STRAND is an R package designed for simulation and analysis of network data. The package can be used to simulate network data under stochastic block models, social relations models, and latent network models. These tools allow for simulation not only of realistic human and animal social networks, but also allow researchers to simulate the effects of potential biases—like respondents falsely reporting ties or failing to recall real ties—on network level properties. We also provide tools for Bayesian network-based diffusion analysis, downstream nodal regressions, and other network analysis protocols.

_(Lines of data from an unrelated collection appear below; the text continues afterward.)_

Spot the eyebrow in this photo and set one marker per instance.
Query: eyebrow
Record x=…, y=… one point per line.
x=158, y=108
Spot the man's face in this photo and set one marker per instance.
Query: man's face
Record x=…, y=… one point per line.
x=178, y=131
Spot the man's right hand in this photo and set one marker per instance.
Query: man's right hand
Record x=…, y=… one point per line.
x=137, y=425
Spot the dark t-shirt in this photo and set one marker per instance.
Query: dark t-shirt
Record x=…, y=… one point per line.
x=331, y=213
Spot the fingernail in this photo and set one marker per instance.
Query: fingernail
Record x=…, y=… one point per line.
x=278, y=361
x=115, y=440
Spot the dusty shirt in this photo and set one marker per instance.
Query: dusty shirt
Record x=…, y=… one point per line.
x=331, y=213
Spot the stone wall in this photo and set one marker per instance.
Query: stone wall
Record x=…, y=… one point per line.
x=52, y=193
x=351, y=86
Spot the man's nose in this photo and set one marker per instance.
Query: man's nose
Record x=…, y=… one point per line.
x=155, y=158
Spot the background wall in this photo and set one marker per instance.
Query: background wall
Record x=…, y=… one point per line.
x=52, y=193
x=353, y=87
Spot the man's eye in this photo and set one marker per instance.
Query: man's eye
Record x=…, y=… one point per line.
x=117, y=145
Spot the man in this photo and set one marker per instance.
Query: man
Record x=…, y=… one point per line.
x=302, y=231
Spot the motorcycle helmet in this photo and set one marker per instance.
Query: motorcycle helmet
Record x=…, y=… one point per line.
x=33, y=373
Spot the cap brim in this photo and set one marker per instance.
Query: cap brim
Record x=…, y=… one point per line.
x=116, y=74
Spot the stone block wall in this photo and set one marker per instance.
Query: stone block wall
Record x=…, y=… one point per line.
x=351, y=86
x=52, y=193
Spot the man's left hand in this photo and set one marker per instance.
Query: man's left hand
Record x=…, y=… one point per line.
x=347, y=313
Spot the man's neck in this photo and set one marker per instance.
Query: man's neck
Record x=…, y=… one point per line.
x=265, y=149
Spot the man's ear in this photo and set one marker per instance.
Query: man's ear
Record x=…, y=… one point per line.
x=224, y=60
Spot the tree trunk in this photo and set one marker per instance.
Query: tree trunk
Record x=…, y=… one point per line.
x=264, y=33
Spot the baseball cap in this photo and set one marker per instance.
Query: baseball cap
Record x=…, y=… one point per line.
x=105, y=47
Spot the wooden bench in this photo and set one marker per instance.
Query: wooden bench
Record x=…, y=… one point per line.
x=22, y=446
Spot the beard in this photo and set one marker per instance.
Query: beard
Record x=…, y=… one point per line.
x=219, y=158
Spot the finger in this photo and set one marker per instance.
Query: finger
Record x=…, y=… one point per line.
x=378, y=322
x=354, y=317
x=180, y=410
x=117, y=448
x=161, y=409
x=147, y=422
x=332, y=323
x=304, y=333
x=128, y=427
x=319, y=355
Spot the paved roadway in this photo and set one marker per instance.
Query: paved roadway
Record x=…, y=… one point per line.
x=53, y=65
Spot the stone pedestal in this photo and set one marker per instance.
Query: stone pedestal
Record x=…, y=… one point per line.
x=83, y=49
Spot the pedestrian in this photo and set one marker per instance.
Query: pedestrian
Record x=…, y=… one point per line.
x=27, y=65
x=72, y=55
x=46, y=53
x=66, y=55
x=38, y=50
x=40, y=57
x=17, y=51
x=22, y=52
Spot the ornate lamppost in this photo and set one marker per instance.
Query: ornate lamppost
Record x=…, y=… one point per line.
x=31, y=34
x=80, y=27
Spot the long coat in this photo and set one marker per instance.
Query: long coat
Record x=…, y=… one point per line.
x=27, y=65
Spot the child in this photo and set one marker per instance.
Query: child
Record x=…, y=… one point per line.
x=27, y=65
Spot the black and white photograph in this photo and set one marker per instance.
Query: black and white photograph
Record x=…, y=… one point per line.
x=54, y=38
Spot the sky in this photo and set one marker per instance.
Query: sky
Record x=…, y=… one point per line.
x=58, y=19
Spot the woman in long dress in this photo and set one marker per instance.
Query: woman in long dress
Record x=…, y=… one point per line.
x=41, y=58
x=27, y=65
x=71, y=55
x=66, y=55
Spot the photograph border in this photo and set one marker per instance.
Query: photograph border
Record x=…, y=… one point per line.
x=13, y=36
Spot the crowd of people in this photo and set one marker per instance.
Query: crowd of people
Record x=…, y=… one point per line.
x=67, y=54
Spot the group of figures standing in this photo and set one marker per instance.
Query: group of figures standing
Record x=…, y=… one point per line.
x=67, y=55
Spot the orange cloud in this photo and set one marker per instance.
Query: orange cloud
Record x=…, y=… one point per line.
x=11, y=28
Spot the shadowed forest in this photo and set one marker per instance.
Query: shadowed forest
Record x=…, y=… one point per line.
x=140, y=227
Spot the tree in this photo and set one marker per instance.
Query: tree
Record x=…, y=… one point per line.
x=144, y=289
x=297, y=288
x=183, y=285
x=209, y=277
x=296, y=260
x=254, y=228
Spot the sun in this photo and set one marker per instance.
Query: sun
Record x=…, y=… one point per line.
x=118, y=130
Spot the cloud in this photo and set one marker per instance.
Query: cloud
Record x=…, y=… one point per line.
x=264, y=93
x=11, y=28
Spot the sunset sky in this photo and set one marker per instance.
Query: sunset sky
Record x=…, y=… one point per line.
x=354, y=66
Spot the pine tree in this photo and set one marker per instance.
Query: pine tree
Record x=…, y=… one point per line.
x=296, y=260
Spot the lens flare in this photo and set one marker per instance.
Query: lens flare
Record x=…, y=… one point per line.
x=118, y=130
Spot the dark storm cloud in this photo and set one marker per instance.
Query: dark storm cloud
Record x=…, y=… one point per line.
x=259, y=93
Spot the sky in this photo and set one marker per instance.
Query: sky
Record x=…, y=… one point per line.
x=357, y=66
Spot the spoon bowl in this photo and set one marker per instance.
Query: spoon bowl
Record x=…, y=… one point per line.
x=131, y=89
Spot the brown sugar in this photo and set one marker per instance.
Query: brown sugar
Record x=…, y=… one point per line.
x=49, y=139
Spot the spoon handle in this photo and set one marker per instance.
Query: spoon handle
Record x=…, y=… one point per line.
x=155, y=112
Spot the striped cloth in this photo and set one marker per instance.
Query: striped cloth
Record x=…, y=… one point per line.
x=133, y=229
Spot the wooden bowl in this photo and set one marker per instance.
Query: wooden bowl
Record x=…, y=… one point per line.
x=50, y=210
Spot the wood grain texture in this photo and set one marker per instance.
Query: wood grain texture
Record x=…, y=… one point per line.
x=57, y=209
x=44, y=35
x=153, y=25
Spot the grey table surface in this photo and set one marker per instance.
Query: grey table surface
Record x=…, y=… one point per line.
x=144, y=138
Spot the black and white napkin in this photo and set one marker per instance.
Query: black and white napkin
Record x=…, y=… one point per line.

STRAND is focused mainly on users aiming to conduct network data analysis. Users can specify complex Bayesian social network models using a simple, lm-style, syntax. Single-sampled self report data can be modeled using stochastic block models or the Social Relations Model, with or with-out covariates. Double-sampled network data can be modeled using a latent network approach that accounts for inter-respondent disagreement. STRAND also provides methods for more rigorously dealing with missing data and measurement error. We have recently added support for multiplex network models, dimension reduction models, and longitudinal network models. Here we provide a brief overview of various STRAND workflows. For further details, see our full publications at:
- Psychological Methods (for latent network models)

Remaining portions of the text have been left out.